The Chance to Grow program held its annual fundraiser at Canterbury Park on Saturday, something the organization has done every year the track has been open since 1986.
Back then the program was just getting started. The year Canterbury opened, 1985, there were 28 families involved in Chance to Grow, whose mission is to help developmentally disabled children who have head injuries, cerebral palsy, autism, learning disabilities of other kinds as well as more basic reading problems.
Bob DeBoer and his wife, Kathy, are former educators motivated by their daughter, Jesse, who was brain-injured at birth, to do something on behalf of children such as she.
Today, the program has expanded dramatically from those meager early beginnings when the DeBoers rented two classrooms from a school in extreme North Minneapolis. Canterbury and other players in the horse racing industry have contributed to that growth in a variety of ways.
From ties to 28 families 23 years ago, Chance to Grow now cares for 350 youngsters daily in its New Vision school and other facilities, has 400 employees, a $12 million annual budget and has distributed its boost-up reading program to 220 schools throughout the U.S., 110 of them in Minnesota.
DeBoer was introduced to Canterbury Downs racing secretary Tom Knust in 1985. Knust, who had suffered a head injury in the Viet Nam war, was doing volunteer work with a young Burnsville boy.
Knust, in turn, suggested that DeBoer have a fundraiser at Canterbury, which annually raises about $20,000 for the cause.

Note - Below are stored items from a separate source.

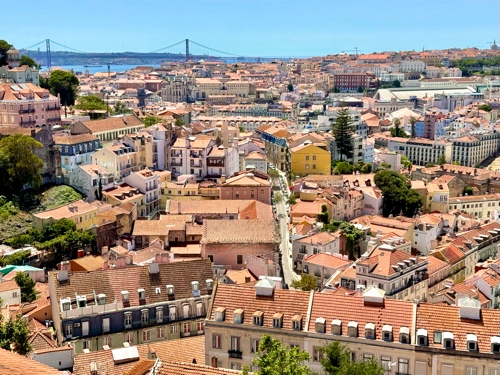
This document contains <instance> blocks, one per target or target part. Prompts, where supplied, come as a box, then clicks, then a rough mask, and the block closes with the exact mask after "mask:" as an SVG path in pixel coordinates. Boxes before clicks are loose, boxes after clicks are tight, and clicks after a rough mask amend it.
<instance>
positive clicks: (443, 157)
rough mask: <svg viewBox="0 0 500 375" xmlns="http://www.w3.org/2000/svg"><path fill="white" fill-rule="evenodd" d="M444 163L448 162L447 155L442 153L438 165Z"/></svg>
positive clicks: (439, 159)
mask: <svg viewBox="0 0 500 375" xmlns="http://www.w3.org/2000/svg"><path fill="white" fill-rule="evenodd" d="M444 164H446V157H445V156H444V155H441V156H440V157H439V158H438V165H444Z"/></svg>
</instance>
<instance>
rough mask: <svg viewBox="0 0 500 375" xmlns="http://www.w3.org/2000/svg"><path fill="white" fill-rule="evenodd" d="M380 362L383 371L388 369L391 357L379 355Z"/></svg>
mask: <svg viewBox="0 0 500 375" xmlns="http://www.w3.org/2000/svg"><path fill="white" fill-rule="evenodd" d="M380 364H381V365H382V368H383V369H384V371H390V368H391V357H388V356H385V355H383V356H381V357H380Z"/></svg>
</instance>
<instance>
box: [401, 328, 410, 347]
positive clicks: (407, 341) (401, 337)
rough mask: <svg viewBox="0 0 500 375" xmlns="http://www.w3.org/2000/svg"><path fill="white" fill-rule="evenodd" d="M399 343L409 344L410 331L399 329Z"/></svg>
mask: <svg viewBox="0 0 500 375" xmlns="http://www.w3.org/2000/svg"><path fill="white" fill-rule="evenodd" d="M399 342H400V343H401V344H409V343H410V329H409V328H408V327H401V328H400V329H399Z"/></svg>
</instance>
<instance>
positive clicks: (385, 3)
mask: <svg viewBox="0 0 500 375" xmlns="http://www.w3.org/2000/svg"><path fill="white" fill-rule="evenodd" d="M2 2H5V4H11V5H5V4H4V5H3V6H2V8H3V9H5V7H7V8H9V6H12V7H15V8H17V9H20V10H19V11H18V12H9V14H10V16H8V17H4V18H2V22H1V24H0V39H5V40H7V41H8V42H10V43H13V44H14V45H15V46H16V47H17V48H25V47H28V46H31V45H33V44H35V43H37V42H39V41H41V40H44V39H46V38H49V39H52V40H54V41H56V42H58V43H61V44H64V45H67V46H70V47H72V48H75V49H78V50H81V51H85V52H122V51H137V52H150V51H153V50H156V49H159V48H162V47H165V46H168V45H171V44H174V43H176V42H178V41H181V40H183V39H185V38H189V39H191V40H194V41H196V42H198V43H201V44H203V45H206V46H209V47H212V48H215V49H218V50H222V51H227V52H231V53H234V54H237V55H245V56H262V57H264V56H277V57H288V56H313V55H326V54H328V53H338V52H341V51H348V50H353V49H354V47H358V48H359V50H360V51H361V52H362V53H369V52H373V51H384V50H396V51H399V50H422V48H424V47H425V48H426V49H444V48H452V47H461V48H464V47H469V46H477V47H478V48H488V47H489V43H488V42H491V41H492V40H493V39H496V40H497V41H499V39H500V30H499V20H498V19H499V9H498V1H495V0H418V1H417V0H379V1H374V0H358V1H344V0H253V1H248V0H203V1H200V0H183V1H179V0H140V1H137V0H136V1H131V0H121V1H119V0H99V1H97V0H82V1H76V0H44V1H41V2H40V1H35V0H26V1H24V2H21V3H19V5H22V6H20V8H19V7H18V5H15V4H14V2H7V1H6V0H0V5H1V3H2ZM24 9H30V11H26V12H25V11H24ZM16 14H17V15H18V17H15V15H16ZM498 44H499V45H500V42H499V43H498ZM182 48H183V46H179V48H178V52H181V50H182ZM40 49H42V50H44V49H45V45H40ZM52 50H53V51H54V50H61V48H58V47H57V46H55V45H52ZM171 52H177V51H171ZM192 52H194V53H200V54H202V53H204V52H205V51H204V50H202V49H201V48H197V47H194V46H193V47H192Z"/></svg>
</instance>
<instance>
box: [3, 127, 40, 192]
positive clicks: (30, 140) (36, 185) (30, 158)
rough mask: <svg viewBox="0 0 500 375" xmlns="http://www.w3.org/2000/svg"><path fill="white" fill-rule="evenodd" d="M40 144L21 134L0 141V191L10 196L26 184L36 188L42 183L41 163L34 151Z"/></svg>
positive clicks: (39, 146)
mask: <svg viewBox="0 0 500 375" xmlns="http://www.w3.org/2000/svg"><path fill="white" fill-rule="evenodd" d="M38 148H42V144H41V143H40V142H38V141H35V140H34V139H33V138H31V137H30V136H27V135H23V134H13V135H10V136H8V137H5V138H2V139H1V140H0V173H1V175H2V179H1V181H0V191H2V192H3V193H4V194H6V195H7V196H12V195H13V194H17V193H19V192H20V191H22V190H23V187H24V186H25V185H26V184H29V185H31V187H33V188H35V189H36V188H38V187H39V186H40V185H41V183H42V176H41V174H42V169H43V161H42V159H40V158H39V157H38V156H37V155H36V154H35V152H34V151H35V150H36V149H38Z"/></svg>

Several years later, DeBoer was introduced to Jerry Myers, who races horses at Canterbury and is one of the tracks leading owners.
Today, Chance for Grow and its programs are housed in a renovated building once occupied by Myers’ sheet metal company.

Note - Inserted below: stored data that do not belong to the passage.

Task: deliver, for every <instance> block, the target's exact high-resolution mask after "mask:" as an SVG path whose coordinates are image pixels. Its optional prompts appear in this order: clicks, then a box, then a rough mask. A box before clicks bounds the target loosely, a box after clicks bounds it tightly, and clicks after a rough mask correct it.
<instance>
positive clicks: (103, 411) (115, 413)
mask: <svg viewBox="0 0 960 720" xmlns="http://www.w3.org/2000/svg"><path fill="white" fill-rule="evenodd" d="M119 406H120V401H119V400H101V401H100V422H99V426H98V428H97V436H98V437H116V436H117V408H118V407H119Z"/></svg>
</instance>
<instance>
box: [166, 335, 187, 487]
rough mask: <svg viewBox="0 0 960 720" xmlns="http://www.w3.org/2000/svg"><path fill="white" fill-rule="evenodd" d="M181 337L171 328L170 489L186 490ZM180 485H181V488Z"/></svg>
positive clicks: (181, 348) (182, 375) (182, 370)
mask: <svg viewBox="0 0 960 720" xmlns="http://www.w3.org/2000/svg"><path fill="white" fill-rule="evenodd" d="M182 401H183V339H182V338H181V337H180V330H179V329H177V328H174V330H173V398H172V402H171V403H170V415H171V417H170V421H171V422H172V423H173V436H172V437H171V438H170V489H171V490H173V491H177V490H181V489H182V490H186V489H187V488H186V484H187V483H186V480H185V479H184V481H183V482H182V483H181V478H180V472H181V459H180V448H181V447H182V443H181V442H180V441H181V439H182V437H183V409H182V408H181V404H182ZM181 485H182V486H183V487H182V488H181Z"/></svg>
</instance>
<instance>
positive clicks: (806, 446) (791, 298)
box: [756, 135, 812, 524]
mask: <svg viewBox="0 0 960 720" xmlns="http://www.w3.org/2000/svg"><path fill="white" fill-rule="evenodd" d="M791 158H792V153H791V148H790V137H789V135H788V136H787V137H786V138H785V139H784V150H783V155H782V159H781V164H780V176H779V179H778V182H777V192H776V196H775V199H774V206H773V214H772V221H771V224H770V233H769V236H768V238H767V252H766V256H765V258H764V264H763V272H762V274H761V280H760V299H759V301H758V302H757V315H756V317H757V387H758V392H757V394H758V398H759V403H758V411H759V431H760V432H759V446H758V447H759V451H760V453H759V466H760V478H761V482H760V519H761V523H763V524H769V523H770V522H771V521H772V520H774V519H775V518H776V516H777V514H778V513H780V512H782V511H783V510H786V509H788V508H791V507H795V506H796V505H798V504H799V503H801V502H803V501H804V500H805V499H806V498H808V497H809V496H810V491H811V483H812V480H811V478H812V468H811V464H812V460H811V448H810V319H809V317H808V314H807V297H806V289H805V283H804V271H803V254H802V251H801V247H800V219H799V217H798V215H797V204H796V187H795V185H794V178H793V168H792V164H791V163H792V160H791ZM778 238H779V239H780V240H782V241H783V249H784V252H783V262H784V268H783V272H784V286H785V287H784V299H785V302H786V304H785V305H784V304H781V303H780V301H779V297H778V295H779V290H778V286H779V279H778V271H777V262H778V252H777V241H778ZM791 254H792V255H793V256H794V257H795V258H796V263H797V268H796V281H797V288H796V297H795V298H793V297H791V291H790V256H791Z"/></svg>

“His company outgrew the building so Jerry and his wife, Marlene, donated it,” said DeBoer. “We raised $5 million to renovate it. It is now a 52,000 square foot building that houses all of our programs and our school.”

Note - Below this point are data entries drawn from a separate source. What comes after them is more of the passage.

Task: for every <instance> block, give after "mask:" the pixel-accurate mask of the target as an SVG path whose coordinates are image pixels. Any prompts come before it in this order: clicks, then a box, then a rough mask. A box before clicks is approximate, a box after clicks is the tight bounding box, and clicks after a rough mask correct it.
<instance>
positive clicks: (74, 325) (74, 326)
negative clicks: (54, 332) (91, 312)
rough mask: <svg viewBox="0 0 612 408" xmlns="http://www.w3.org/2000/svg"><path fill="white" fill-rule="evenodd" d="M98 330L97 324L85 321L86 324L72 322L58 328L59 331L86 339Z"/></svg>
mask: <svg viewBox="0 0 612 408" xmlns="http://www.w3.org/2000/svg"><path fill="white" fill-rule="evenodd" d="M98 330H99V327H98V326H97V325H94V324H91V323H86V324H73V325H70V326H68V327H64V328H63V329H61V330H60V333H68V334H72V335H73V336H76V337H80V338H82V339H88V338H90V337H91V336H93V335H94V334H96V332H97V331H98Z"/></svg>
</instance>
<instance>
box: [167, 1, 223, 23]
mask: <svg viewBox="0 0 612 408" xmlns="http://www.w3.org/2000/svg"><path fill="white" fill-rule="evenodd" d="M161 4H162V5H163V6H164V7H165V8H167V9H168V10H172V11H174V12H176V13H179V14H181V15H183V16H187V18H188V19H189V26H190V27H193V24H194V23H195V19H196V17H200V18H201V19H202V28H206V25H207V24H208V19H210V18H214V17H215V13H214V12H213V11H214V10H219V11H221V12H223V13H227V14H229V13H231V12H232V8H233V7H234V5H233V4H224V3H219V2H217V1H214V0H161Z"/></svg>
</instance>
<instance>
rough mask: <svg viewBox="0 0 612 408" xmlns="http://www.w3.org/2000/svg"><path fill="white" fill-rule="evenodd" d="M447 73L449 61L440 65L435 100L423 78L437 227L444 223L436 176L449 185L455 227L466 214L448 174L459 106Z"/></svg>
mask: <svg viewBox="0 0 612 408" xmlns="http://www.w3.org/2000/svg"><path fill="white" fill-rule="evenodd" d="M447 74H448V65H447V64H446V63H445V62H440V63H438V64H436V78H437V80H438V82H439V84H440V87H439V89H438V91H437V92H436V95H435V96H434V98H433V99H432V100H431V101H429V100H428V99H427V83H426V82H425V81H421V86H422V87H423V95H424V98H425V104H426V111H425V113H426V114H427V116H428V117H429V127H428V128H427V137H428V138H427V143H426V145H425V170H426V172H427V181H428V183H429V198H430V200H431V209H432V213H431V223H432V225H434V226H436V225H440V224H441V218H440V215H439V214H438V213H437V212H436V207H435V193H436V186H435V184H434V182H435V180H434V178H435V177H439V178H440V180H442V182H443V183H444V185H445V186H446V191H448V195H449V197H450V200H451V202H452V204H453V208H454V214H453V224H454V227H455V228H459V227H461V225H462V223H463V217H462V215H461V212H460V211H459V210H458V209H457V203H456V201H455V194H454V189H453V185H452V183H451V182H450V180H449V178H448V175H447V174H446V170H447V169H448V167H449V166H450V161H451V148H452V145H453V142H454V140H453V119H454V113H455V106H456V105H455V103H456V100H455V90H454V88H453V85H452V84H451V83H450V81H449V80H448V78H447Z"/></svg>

“We’re just proud to be a part of Chance to Grow with Bob, proud to be involved,” said Myers, who with his wife, Marlene, race as Jer-Mar Stable, Canterbury’s leading owner in 2005 and among the leaders annually.
The former sheet metal building now houses the New Vision school, a child care facility, four outpatient clinics for occupational and speech therapy,a vision center including optometrist and a hearing facility.
“The Myers building makes us look 50 percent smarter. It’s absolutely beautiful now,” said DeBoer. “It’s been a major jump for us..”
Jesse DeBoer, now 27, works in a nursing home as an assistant and keeps her father informed about the Jer-Mar Stable’s entries. “Every day she knows if they have a horse running,” DeBoer said.
Canterbury’s commitment to the program has elicited a promise from DeBoer.
“If Canterbury ever needs someone to speak on its behalf before the Legislature, to talk about all the good they do, I’d be happy to do it,” he said.